OpenAI debuts their GPT-4o: here’s everything you need to know

OpenAI has just launched their latest flagship model dubbed GPT-4o, terming it their fastest, most powerful and most human-performing AI model so far.

“We’re very, very excited to bring GPT-4o to all of our free users out there,” Chief Technology Officer Mira Murati said at the highly anticipated launch event in San Francisco.

What is it?

According to the company, GPT-40 – the “O” standing for omni – is a revolutionary AI model that enhances human-computer relations and can generate content or understand commands in voice, text, or images.

“The new voice (and video) mode is the best computer interface I’ve ever used. It feels like AI from the movies,” said OpenAI CEO Sam Altman in a blog post. “”Talking to a computer has never felt really natural for me; now it does.”

“With GPT-4o, we trained a single new model end-to-end across text, vision, and audio, meaning that all inputs and outputs are processed by the same neural network. Because GPT-4o is our first model combining all of these modalities, we are still just scratching the surface of exploring what the model can do and its limitations,” the company said in a blog post.
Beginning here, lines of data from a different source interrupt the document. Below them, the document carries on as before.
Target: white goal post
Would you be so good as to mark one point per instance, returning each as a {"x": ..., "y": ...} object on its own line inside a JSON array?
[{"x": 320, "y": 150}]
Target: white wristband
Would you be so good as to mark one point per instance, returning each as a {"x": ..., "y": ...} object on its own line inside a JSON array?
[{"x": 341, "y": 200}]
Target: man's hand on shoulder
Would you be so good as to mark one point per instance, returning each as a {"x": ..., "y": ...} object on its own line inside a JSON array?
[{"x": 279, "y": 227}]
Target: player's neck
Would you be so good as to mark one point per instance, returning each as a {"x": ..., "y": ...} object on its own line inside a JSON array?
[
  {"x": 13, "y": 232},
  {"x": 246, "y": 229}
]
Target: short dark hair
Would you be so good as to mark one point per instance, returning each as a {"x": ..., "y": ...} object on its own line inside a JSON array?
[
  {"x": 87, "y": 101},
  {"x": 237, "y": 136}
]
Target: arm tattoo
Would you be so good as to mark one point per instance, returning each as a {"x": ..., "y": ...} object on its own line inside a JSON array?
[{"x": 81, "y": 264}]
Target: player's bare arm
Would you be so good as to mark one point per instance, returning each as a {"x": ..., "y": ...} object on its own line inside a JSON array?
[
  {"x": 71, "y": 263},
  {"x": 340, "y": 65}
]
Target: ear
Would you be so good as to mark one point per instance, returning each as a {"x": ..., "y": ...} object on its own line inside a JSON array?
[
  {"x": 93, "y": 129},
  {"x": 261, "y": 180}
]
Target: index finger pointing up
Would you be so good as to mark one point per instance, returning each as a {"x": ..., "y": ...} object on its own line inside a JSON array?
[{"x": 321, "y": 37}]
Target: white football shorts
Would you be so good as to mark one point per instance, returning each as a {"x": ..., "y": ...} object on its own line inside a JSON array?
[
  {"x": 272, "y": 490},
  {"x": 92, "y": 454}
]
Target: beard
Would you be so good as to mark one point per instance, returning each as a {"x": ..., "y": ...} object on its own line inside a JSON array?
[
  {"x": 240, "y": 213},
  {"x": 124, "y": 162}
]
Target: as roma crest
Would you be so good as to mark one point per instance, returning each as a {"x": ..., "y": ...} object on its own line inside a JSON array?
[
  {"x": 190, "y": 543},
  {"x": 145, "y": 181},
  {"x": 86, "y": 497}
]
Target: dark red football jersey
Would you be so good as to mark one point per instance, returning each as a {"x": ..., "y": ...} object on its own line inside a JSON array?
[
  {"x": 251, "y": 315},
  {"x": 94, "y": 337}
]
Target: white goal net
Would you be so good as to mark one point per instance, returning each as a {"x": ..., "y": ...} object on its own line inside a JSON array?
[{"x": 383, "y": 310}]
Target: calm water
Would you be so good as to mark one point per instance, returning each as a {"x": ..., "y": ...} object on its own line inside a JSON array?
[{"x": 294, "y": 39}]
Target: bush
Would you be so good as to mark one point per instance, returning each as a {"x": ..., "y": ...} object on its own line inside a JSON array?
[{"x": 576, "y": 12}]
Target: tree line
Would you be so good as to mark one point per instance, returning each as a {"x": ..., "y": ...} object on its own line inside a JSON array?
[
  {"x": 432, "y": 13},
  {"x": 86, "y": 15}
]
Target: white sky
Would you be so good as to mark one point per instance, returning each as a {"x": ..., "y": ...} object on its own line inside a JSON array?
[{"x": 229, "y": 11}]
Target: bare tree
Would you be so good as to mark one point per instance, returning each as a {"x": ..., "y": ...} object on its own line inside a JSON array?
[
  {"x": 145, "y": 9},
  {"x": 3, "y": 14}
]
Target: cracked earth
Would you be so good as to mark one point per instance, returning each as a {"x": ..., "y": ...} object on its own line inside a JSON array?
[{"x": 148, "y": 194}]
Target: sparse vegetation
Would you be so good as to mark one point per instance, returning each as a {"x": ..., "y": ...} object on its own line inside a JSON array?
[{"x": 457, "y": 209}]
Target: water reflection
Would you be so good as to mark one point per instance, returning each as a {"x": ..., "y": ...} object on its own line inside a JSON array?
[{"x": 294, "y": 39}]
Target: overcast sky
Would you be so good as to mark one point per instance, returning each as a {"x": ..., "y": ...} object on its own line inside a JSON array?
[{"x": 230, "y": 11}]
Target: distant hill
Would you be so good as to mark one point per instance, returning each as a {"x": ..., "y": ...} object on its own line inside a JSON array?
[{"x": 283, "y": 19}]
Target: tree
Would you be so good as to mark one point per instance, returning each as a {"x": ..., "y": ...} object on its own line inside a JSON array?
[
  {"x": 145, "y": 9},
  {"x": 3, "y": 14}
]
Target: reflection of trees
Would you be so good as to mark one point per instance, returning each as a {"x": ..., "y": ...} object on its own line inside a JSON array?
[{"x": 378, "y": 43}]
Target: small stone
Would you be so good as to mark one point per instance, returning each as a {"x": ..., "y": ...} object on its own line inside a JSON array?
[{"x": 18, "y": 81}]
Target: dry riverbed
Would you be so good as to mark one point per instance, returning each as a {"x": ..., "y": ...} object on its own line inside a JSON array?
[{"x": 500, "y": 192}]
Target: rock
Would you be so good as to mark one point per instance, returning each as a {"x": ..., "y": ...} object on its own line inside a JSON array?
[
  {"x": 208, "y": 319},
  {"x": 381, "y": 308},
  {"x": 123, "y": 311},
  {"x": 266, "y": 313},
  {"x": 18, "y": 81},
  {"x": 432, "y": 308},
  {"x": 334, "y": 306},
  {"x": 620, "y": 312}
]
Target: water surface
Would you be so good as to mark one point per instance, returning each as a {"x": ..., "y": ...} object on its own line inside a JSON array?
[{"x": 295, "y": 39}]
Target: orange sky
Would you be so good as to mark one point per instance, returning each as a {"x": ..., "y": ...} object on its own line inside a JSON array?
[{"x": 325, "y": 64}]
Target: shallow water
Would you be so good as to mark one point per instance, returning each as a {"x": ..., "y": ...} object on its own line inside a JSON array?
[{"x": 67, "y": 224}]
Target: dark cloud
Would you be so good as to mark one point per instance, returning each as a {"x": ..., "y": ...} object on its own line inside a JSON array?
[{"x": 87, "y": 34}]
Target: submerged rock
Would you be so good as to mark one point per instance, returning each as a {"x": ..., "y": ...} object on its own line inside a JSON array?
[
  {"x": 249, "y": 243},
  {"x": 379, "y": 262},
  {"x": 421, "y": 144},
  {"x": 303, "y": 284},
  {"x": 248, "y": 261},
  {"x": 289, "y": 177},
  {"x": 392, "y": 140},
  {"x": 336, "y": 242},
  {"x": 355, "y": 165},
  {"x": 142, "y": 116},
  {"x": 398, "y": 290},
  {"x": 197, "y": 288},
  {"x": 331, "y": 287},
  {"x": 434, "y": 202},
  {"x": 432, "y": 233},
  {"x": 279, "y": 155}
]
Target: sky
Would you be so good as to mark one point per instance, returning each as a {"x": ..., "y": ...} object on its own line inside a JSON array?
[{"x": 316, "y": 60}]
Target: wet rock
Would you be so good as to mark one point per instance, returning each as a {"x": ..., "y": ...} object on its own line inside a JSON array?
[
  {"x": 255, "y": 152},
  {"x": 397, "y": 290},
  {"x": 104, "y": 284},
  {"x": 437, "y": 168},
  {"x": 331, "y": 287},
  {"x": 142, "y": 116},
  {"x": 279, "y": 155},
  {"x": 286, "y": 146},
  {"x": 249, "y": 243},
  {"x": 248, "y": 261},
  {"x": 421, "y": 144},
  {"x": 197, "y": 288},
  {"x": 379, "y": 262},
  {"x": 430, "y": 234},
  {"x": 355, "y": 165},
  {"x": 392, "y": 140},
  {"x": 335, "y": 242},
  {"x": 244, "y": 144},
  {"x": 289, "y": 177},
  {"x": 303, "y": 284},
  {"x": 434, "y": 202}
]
Based on the live demos, GPT-4o appears to be like ChatGPT transformed into a digital personal assistant that can help users with a variety of tasks, from translations to having real-time spoken conversations.

What are some limitations of the model?

Although far ahead of its peers, OpenAI’s GPT-4o is not without its potential concerns. On its blog, OpenAI has said that their GPT-4o is still in the early stages of exploring the potential of unified multimodal interaction, which means that certain features like audio outputs are accessible in a limited form only, with preset voices. Further developments are necessary for the model to fully realize its potential.

When it comes to safety, OpenAI said that GPT-4o comes with built-in safety measures, including “filtered training data, and refined model behaviour post training”. The company has asserted that the new model has undergone extensive safety evaluations and external reviews.

Why does it matter?

This new model has been launched at a time when the great AI race is intensifying, with tech giants like Meta and Google working towards building more powerful LLMs and bringing them to their various products. This new model has arrived just a day before Google is expected to make its own announcements about Gemini, the search engine’s own giant AI tool that competes with ChatGPT.

However, the announcement will likely amplify the AI debate surging across various industries, with multiple users and professionals arguing against the increased use of artificial intelligence on ethnical and labor-oriented grounds.

When will the model be available?

GPT-4o will be made available to the public in stages. Text and image capabilities are already rolling out on ChatGPT, with some services available to free users. Meanwhile, audio and video functions will come more gradually to developers and selected partners.